Covalent bonds are formed by equal sharing of electrons from the bonding atoms. Usually such bonds are formed between two or more non-metals as they have least tendency to form ions. The compounds which are formed by the covalent bonding of elements are called as covalent compounds. For example; water is a covalent compound which is formed by the covalent bonding between hydrogen and oxygen atoms. Some of the common covalent compounds are listed below.

 Covalent Compound Name of Covalent Compound $ClF_{3}$ Chlorine trifluoride $PCl_{5}$ Phosphorus pentachloride $SO_{2}$ Sulfur dioxide $N_{2}O_{5}$ Dinitrogen pentoxide $NO_{2}$ Nitrogen dioxide $O_{2}F_{2}$ Dioxygen difluoride $SF_{6}$ Sulfur hexafluoride SeO Selenium monoxide $BrF_{5}$ Bromine pentafluoride $S_{2}F_{2}$ Disulfur difluoride CO Carbon monoxide $CF_{4}$ Carbon hexafluoride $SeCl_{2}$ Selenium dichloride $SO_{3}$ Sulfur dioxide $H_{2}O$ Water $NH_{3}$ Ammonia $CH_{4}$ Methane

## Examples of Covalent Compounds and their Uses

Covalent compounds are also known as molecular compounds as they usually exist in the form of molecule. Different organic molecules such as proteins, nucleic acid, lipids are good examples of covalent compound. Water and ammonia are common covalent compounds which we are using in our everyday life. Some of the covalent compounds are $PCl_{3}$, $CH_{3}CH_{2}OH$, $O_{3}$ (ozone), $H_{2}$ (hydrogen), $H_{2}O$ (water), HCl (hydrogen chloride), $CH_{4}$ (Methane), $NH_{3}$ (Ammonia), $CO_{2}$ (Carbon dioxide) etc.

## Covalent Compounds Examples

Most of the organic compounds are covalent compounds. Organic compounds are formed by carbon atoms in which carbon atoms are bonded with same or different atoms. The property of carbon atoms to bond with other carbon atoms to form long chain compounds is called as catenation. We know that carbon atom has 4 valence electrons therefore it is difficult to get or lose 4 electrons to complete its octet configuration. That is the reason; carbon ahs tendency to share 4 electrons to complete its octet and tends to for 4 covalent bonds.
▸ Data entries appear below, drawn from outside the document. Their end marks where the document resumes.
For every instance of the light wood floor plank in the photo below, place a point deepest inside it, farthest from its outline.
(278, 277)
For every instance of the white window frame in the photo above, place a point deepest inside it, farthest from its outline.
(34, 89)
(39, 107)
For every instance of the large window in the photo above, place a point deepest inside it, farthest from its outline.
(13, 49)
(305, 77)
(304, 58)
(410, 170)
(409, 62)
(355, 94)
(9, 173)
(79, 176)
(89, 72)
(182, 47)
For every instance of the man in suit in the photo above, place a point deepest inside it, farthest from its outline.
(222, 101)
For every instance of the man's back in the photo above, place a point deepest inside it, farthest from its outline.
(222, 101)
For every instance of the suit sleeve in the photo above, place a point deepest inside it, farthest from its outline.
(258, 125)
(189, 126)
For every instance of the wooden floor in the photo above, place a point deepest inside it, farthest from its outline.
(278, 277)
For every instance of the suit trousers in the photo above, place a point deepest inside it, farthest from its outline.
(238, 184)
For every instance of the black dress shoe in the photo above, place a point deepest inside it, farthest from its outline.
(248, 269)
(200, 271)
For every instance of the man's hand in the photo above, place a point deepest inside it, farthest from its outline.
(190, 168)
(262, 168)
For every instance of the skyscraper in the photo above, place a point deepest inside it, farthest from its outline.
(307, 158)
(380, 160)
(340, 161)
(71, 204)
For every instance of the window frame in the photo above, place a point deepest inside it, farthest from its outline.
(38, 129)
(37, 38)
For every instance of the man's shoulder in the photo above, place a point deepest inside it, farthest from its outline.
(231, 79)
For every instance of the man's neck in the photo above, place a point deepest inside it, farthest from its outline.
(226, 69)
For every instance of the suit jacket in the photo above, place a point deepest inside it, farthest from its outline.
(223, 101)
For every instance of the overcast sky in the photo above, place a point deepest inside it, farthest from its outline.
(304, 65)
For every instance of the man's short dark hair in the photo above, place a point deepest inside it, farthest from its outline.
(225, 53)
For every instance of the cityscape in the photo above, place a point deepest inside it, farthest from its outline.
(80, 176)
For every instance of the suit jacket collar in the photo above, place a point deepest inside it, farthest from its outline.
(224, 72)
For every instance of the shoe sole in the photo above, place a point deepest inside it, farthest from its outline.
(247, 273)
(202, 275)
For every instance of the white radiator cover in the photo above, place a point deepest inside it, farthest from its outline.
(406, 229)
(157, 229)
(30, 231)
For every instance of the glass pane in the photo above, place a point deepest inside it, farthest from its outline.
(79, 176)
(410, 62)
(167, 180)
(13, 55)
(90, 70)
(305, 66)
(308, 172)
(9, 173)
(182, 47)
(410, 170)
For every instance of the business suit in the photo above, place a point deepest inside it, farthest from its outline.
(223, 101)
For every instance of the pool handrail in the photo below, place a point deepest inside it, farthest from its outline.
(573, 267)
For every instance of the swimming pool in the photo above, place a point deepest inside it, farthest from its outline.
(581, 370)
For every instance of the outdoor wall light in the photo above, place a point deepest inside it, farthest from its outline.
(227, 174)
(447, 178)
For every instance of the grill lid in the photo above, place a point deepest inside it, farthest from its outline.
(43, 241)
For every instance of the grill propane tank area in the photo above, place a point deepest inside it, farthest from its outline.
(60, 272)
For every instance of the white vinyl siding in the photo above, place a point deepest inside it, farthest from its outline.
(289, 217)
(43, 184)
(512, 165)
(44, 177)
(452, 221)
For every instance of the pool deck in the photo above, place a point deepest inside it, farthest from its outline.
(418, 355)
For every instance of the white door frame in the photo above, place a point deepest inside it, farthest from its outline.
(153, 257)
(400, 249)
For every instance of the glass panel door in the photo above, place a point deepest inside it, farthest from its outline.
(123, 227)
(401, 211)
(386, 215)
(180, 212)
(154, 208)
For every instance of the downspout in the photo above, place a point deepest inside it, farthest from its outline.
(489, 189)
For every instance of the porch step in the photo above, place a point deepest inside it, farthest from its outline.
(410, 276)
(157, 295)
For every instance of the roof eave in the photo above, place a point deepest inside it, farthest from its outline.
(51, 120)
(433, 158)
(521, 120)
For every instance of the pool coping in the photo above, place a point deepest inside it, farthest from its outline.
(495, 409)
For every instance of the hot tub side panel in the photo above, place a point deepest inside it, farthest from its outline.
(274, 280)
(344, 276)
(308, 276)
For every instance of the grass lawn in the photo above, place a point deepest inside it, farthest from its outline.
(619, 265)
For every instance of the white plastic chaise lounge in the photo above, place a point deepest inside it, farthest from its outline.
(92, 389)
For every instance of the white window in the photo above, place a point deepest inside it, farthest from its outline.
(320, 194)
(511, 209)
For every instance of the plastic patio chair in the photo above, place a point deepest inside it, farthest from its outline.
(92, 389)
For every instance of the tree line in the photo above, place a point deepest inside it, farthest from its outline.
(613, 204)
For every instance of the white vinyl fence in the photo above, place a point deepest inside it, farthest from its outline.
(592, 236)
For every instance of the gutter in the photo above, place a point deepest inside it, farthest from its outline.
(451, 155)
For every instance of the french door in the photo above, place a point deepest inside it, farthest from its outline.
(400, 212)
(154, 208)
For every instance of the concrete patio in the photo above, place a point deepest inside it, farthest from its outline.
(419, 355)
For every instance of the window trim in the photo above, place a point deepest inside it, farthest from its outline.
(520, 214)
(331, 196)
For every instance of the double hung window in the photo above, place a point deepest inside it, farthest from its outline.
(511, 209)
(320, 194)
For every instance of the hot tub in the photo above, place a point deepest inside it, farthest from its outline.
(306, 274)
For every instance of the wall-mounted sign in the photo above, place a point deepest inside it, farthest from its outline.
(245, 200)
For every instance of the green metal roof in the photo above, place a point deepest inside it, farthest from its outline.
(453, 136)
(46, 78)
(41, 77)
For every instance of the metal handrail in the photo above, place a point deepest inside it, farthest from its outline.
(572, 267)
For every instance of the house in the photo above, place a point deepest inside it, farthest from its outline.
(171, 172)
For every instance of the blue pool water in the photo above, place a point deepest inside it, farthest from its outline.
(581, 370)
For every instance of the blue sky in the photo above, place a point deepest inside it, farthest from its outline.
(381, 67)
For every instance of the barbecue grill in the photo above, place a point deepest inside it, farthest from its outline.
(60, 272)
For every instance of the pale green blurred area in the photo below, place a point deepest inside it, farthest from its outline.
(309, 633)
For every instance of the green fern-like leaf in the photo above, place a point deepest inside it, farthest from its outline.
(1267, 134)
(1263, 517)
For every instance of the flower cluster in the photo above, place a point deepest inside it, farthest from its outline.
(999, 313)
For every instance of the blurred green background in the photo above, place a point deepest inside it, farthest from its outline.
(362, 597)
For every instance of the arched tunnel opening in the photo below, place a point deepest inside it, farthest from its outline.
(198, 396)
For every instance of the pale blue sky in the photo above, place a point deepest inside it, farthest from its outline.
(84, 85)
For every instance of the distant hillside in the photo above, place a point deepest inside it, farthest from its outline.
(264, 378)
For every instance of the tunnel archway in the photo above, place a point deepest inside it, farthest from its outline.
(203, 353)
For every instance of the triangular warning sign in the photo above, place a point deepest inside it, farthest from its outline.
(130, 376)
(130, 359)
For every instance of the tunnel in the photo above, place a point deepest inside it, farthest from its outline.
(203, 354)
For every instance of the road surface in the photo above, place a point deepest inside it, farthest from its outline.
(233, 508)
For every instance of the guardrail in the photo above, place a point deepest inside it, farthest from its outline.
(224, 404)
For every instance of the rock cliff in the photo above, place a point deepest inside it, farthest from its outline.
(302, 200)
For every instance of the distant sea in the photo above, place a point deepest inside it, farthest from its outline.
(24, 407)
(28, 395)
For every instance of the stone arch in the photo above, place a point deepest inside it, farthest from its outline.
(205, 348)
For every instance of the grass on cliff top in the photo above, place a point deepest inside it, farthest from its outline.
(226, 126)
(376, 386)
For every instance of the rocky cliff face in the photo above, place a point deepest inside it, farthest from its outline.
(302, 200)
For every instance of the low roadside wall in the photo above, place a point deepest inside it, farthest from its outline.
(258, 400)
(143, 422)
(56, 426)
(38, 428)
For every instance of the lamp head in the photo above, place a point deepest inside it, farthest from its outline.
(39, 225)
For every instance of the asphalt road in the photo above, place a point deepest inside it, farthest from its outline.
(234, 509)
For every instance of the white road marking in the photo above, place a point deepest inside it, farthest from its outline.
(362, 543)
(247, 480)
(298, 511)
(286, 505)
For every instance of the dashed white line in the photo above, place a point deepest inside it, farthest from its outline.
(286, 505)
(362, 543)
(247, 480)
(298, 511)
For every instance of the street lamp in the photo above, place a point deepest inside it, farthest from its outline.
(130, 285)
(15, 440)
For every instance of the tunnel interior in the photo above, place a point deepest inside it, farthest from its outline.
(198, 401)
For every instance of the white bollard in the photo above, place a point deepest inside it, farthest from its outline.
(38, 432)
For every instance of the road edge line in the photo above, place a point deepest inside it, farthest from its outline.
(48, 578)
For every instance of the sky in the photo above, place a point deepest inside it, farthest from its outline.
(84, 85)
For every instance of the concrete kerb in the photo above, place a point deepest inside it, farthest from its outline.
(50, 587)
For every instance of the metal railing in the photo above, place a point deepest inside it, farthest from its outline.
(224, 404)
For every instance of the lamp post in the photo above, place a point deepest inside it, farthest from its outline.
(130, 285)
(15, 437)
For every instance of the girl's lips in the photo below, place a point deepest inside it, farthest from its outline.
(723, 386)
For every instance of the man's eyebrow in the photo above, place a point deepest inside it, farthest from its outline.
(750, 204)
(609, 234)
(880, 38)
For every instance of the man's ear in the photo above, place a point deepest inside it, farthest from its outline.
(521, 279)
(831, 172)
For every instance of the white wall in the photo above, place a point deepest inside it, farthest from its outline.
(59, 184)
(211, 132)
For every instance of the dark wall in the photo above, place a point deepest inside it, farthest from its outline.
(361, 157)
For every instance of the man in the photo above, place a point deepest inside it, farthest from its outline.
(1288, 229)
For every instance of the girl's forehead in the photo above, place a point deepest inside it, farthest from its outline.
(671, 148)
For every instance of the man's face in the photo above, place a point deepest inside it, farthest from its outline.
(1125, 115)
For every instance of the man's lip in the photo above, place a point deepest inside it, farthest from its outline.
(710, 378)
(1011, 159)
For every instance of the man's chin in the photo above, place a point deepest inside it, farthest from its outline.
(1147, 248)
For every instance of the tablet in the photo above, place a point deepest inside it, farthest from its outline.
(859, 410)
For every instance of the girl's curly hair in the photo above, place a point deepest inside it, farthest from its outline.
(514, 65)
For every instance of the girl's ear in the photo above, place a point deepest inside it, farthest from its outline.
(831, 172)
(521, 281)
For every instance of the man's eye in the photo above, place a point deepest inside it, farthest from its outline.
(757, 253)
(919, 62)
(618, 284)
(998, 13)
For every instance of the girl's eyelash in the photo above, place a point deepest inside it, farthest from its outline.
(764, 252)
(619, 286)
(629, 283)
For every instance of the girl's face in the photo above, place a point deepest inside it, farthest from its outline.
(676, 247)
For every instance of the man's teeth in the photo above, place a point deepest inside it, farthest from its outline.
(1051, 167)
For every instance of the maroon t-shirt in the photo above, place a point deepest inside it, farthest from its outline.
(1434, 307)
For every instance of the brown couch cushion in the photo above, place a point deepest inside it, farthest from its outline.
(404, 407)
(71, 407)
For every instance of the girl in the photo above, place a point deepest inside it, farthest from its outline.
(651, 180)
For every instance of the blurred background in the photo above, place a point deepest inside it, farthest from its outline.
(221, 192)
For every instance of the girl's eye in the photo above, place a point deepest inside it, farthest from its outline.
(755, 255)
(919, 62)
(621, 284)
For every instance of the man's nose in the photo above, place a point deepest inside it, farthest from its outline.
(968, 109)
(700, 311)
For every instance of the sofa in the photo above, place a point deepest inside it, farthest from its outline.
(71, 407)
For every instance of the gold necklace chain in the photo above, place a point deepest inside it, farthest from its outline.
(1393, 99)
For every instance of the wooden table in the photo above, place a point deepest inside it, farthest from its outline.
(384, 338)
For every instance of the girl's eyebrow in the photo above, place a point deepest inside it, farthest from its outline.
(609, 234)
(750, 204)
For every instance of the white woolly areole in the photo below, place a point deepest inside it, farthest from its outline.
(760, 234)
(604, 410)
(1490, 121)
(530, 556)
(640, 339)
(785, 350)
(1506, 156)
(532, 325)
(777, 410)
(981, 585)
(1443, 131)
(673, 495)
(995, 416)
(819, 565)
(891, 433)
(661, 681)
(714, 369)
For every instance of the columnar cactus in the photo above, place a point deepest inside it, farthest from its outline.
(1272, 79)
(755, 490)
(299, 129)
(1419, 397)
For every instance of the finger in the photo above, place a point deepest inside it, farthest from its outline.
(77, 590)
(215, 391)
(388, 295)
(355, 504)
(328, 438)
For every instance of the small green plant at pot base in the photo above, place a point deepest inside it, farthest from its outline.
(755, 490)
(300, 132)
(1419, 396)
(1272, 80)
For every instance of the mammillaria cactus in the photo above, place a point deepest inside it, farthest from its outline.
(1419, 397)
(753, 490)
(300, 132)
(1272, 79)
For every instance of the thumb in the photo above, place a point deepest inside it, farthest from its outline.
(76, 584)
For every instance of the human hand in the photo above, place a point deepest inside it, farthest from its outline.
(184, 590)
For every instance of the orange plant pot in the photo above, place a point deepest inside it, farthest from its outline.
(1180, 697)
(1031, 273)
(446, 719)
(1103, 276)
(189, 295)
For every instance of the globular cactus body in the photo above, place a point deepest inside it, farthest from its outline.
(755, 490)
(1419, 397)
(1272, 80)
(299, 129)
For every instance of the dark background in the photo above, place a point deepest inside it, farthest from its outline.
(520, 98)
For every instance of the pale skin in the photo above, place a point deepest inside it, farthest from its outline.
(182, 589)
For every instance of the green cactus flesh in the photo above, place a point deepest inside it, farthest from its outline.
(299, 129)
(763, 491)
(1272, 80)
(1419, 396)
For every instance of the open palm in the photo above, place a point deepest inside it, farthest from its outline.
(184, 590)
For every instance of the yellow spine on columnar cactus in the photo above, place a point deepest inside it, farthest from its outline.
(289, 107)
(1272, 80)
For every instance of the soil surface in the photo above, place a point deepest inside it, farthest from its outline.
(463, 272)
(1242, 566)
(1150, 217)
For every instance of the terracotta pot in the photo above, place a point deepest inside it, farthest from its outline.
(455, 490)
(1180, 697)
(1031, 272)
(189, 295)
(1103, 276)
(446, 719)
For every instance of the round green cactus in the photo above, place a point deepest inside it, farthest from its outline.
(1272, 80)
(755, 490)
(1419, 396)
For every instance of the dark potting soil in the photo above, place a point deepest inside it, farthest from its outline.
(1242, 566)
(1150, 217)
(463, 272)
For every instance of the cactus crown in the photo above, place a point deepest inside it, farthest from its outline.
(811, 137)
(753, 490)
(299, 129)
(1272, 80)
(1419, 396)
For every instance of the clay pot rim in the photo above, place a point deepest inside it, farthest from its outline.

This is called as tetravalecy of carbon atom. Another good example of covalent compound is oxygen molecule which exists in the gaseous form and necessary to breathe.

## Polar Covalent Compound Examples

As discuss covalent bond is formed by equal sharing of valence electrons between two bonding atoms. If the bonding atoms have same electro negativities, the bonding electrons will locate at the center of chemical bond and there will be no charge in the bonding atoms. What will happen if the bonding atoms do not have same electro negativities? If the electro-negativities of bonding atoms are not same then the bonding electrons will partially shift towards the more electronegative atom.

This partial shifting can induce partial charges on bonding atoms. The more electro negative atom will get partial negative charge and another bonded atom will get partial positive charge. The induction of partial charges over covalently bonded atoms forms polar covalent bond. Hydrogen chloride is the simplest example of covalent compound.

Hydrogen is less electro negative element compare to chlorine which is a halogen. Therefore the covalently bonded bonding electrons shift partially towards chlorine atom and induce partial positive charge on hydrogen atom and partial negative charge on chlorine atom. Similarly water is also a polar covalent compound in which both hydrogen atoms have partial positive charges and oxygen atom has partial negative charge due to more electro negativity compare to hydrogen atoms.

Another example of polar covalent compound is ammonia in which one nitrogen atom is bonded with three hydrogen atoms. Here nitrogen is more electronegative compare to hydrogen atoms therefore the bonding electrons of covalent bond partially shifted towards nitrogen atom and induces partial negative charge over nitrogen atom and partial positive charges over three hydrogen atoms.